La FIV es la otra cara de la anticoncepción. La anticoncepción es tener relaciones sexuales sin bebés; la FIV es tener bebés sin relaciones sexuales. Si bien es cierto que la Iglesia ha sido acusada a menudo de ser anti-sexo, en realidad enseña que los actos por medio de los cuales un nuevo ser humano viene al mundo son un reflejo del amor Trinitario. A lo que la Iglesia se opone es la degradación de la sexualidad. Carlos Marx dijo que tener relaciones sexuales no es más significativo que tomarse un vaso de vino – la mera satisfacción de un apetito corporal. La Iglesia ve las relaciones sexuales dentro del matrimonio como un acto de amor por medio del cual Dios, si Él así lo decide, puede traer al mundo una nueva vida humana creada a Su imagen y semejanza.
Sin embargo, cualquiera que sea la forma en que un niño ha venido al mundo, su vida debe ser respetada y protegida. El Papa Juan Pablo II se pregunta en su Encíclica El Evangelio de la Vida: “¿Acaso se puede ser un ser humano sin al mismo tiempo ser una persona humana?” La ciencia nos muestra que desde el momento de la fertilización ha comenzado una nueva vida humana. No se trata de un ser humano en potencia, sino de un ser humano con un gran potencial. A medida que crecemos hacia la adultez, no hay cambios en nuestra naturaleza como seres humanos ni en nuestro valor como personas. La vida del ser humano debe ser respetada en cada fase de su desarrollo y existencia.

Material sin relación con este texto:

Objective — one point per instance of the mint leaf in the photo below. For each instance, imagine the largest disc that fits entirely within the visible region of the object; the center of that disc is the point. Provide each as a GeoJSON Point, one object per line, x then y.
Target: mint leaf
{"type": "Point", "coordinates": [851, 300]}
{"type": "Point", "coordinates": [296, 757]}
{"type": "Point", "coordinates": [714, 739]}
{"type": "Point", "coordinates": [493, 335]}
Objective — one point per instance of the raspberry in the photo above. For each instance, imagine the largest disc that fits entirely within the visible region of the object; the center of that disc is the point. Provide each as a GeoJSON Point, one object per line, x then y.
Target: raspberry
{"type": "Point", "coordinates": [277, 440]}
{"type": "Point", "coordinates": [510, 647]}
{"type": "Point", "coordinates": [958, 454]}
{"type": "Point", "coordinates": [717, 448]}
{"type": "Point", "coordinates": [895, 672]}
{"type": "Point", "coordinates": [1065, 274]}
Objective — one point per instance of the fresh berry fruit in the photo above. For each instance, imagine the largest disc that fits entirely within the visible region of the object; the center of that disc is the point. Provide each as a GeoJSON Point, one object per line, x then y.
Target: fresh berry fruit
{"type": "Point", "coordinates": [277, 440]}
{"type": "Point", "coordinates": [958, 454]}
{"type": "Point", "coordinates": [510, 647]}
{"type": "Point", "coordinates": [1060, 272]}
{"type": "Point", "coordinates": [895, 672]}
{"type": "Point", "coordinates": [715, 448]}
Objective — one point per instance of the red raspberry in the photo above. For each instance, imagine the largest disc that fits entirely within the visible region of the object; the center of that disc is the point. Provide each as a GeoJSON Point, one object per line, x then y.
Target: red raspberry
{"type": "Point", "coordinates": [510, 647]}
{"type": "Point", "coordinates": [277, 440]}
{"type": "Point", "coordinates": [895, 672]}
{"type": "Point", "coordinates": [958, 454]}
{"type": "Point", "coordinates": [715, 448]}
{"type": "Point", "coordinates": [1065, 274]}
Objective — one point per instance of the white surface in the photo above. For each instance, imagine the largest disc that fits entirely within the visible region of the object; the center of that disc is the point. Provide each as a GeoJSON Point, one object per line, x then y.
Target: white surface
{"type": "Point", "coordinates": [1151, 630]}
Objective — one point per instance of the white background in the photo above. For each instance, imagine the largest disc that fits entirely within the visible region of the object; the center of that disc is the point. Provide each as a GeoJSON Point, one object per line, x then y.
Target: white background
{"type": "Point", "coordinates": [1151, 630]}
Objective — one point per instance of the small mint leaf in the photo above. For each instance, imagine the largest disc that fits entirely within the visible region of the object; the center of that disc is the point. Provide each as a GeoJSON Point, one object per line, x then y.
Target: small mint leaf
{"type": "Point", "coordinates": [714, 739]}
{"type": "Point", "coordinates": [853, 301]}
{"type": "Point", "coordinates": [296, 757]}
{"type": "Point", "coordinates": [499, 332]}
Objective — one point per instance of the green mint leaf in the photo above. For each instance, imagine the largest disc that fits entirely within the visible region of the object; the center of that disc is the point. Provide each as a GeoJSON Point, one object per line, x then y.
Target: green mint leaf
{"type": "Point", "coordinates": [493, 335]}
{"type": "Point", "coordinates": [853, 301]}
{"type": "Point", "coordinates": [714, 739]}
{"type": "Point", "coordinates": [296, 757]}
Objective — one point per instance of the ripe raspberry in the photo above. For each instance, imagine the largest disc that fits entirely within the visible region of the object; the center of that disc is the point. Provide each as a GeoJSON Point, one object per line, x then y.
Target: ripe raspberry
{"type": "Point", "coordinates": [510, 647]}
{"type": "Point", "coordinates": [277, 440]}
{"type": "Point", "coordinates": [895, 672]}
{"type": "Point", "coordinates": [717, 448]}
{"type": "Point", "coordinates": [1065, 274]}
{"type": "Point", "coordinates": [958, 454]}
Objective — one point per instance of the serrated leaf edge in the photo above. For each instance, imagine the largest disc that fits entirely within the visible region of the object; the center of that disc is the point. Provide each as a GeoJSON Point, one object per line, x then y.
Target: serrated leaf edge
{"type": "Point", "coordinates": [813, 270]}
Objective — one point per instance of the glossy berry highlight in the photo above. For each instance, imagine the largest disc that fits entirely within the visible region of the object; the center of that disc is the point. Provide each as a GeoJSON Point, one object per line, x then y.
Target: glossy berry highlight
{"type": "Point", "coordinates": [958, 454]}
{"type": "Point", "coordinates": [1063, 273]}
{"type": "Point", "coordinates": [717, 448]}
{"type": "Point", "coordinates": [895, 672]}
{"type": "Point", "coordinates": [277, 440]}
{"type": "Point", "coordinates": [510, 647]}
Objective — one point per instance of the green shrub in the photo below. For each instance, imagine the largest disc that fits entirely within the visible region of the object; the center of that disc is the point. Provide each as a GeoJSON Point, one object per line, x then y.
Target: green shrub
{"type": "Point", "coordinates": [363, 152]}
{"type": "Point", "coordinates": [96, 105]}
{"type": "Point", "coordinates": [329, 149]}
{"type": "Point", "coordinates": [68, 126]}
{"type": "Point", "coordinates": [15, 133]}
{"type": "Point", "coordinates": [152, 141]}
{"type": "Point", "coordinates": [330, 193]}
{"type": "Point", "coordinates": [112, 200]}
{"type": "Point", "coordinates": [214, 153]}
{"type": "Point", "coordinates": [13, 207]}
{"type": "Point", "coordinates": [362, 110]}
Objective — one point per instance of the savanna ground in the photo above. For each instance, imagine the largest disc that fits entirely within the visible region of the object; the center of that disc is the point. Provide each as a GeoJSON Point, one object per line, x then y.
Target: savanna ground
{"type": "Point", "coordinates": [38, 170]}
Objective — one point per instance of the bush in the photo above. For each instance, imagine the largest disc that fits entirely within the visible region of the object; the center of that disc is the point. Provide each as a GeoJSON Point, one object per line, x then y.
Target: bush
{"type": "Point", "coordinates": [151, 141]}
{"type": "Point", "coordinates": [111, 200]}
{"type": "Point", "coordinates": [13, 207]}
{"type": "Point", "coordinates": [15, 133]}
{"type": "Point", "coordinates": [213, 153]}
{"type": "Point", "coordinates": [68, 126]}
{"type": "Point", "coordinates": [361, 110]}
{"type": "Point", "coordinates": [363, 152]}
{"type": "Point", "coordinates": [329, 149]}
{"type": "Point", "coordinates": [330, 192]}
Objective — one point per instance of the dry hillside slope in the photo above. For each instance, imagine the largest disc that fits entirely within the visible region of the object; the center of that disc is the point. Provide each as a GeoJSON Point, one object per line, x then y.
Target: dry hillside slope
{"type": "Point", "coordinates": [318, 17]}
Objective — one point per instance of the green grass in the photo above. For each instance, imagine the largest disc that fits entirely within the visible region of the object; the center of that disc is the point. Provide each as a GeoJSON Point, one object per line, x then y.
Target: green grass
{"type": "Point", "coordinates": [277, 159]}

Para los matrimonios que están sufriendo de problemas de infertilidad, hay esperanza. El Dr. Thomas W. Hilgers es un ginecólogo provida. El Dr. Hilgers es Director del Instituto Papa Pablo VI. Este eminente médico ha desarrollado un sistema que se llama NaProTecnología, para ayudar a los matrimonios a administrar su fertilidad por medio del respeto a la ley moral de Dios. La NaProTecnología funciona con, y no en contra de, la naturaleza.
El Dr. Hilgers ha tenido mucho éxito al ayudar a muchos matrimonios a tener hijos. Incluso, hay un matrimonio que conozco personalmente que ahora tiene una hermosa bebé después de cinco años de infertilidad. El Dr. Hilgers dice que hay demasiados médicos hoy en día que pasan por alto los problemas subyacentes que causan la infertilidad e inmediatamente recomiendan la FIV.
Detrás de cada “no” hay un gran “sí” a la dignidad de la persona humana, al respeto a la vida humana inocente y a la santidad del matrimonio, y la reverencia hacia los actos dadores de amor por medio de los cuales vienen al mundo nuevos seres humanos.